RFR: 8275047: Optimize existing fill stubs for AVX-512 target [v5]
Claes Redestad
redestad at openjdk.java.net
Tue Oct 26 09:56:17 UTC 2021
On Sun, 24 Oct 2021 19:20:42 GMT, Jatin Bhateja <jbhateja at openjdk.org> wrote:
>> Hi All,
>>
>> This patch optimizes macro assembly routines used by fill stubs of various primitive types for X86 AVX-512 target.
>> Following are the main changes:-
>> 1) Specialized instruction sequence for fill operation over various block sizes.
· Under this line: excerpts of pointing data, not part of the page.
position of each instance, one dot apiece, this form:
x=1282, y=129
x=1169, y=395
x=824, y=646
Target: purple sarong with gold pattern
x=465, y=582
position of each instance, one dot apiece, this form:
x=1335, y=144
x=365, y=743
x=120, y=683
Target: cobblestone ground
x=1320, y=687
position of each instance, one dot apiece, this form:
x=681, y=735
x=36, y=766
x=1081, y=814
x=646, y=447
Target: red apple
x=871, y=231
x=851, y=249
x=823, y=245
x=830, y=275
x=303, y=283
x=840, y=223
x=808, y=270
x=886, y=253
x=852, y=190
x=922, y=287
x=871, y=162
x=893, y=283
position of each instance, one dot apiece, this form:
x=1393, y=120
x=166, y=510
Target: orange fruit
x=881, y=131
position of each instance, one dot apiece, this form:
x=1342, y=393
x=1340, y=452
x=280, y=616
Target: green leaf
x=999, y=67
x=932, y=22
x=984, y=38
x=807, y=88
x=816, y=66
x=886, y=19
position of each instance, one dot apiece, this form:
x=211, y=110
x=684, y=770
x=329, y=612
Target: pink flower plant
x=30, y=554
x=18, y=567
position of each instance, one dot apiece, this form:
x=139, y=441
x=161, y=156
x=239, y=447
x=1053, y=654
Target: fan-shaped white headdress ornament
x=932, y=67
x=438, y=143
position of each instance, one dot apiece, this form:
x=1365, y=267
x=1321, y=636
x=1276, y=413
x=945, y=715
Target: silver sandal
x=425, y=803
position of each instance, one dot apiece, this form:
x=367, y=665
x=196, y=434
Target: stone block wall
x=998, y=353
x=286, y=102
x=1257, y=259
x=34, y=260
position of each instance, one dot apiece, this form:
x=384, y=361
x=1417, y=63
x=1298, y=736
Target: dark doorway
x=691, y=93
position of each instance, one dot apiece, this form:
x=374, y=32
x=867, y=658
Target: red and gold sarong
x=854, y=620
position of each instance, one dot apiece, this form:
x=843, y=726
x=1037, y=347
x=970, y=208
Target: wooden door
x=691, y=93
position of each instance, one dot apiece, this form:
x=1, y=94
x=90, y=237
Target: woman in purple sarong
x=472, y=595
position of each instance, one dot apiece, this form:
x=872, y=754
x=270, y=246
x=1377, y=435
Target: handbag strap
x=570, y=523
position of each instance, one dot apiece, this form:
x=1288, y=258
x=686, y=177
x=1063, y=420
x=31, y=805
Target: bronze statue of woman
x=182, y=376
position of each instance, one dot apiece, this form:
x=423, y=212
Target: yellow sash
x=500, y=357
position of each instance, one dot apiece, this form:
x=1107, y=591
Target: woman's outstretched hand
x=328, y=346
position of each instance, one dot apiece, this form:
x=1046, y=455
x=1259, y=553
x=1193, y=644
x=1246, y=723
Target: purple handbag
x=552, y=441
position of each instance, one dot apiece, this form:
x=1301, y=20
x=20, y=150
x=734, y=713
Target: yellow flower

>> 2) Control flow is sensitive to AVX3Threshold and generated code operates over 32 byte vector (YMM) if
>> block size is less than threshold else instructions operate of 64 byte vector (ZMM).
>> 3) Bulk fill operation is performed by a destination aligned fill loop with appropriate unroll factor, this
>> avoids any cache line split penalty and improves performance.
>> 4) Currently fill patterns are vectorized by auto-vectorizer and generated code operates over vectors
>> of MaxVectorSize, in addition auto-vectorizer is oblivious to AVX3Thresholds and this may result into
>> performance degradation over prior generation of X86 servers where 64 byte vector stores using ZMM
>> registers operates at reduced CPU frequency.
>> Patch enables JVM runtime flag -XX:+OptimizedFill ON by default for X86 target supporting AVX-512 feature.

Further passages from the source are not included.